If you have Super NES hardware sitting around, or a modern clone console, the original cart isn't a bad way to go. But you'll need a multi-tap controller for three-person play. You'll also need a healthy bank account; the cartridge alone rarely sells for less than $50. D'oh!
Virtual Console - Wii
You can play Mana on Wii Virtual Console, which means it comes with the usual caveats. The emulation is a little dark-looking, and while Wii outputs original-resolution visuals to old-school CRT televisions, it'll look unpleasant (and suffer from frustrating display lag) on an HDTV. Of course, you can also play through Wii U's backward-compatibility mode, which degrades the visuals a bit but irons out the upscaling lag. In Japan, Mana has also come to Wii U and 3DS Virtual Console, but Square Enix appears to have given up on VC in the U.S., frustratingly enough.
While not the best option, this does at least exist as an option. Once again, legacy iOS games come with the warning that the upcoming system update will break any game not updated for 64-bit compatibility, and it's hard to know if Square Enix intends to bring its older titles along for the ride. [Update: This app has been updated for 64-bit OS compatibility.]
Super NES Classic Edition
Aaaand assuming you can somehow get your hands on one, the Super NES Classic Edition will include Secret of Mana. We're not really sure if this will support three-person multiplayer (and if so, how), but other than that one quirk this seems likely to be the best way to play the game in English on modern televisions.

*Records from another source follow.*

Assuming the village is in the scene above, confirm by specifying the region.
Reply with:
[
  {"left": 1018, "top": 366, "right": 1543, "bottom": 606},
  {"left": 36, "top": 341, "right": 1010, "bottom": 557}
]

In what has to be the quickest amendment you'll ever see to one of these roundups, Square Enix has announced an Adventures of Mana-style remake of Secret of Mana for PlayStation 4, Vita, and Steam. It's not the Steam collection, but it does bode well for the prospect that they'll eventually give us Seiken Densetsu 3 in the form of one of these remakes...
Well, the PS4/Vita/Steam remake has turned out to be… not indefensible, exactly, but definitely not ideal. For the moment, the Wii Virtual Console is still the most faithful reissue of the game available in the U.S.… though you'll need to hurry to buy it, since Wii Point sales end in March 2018.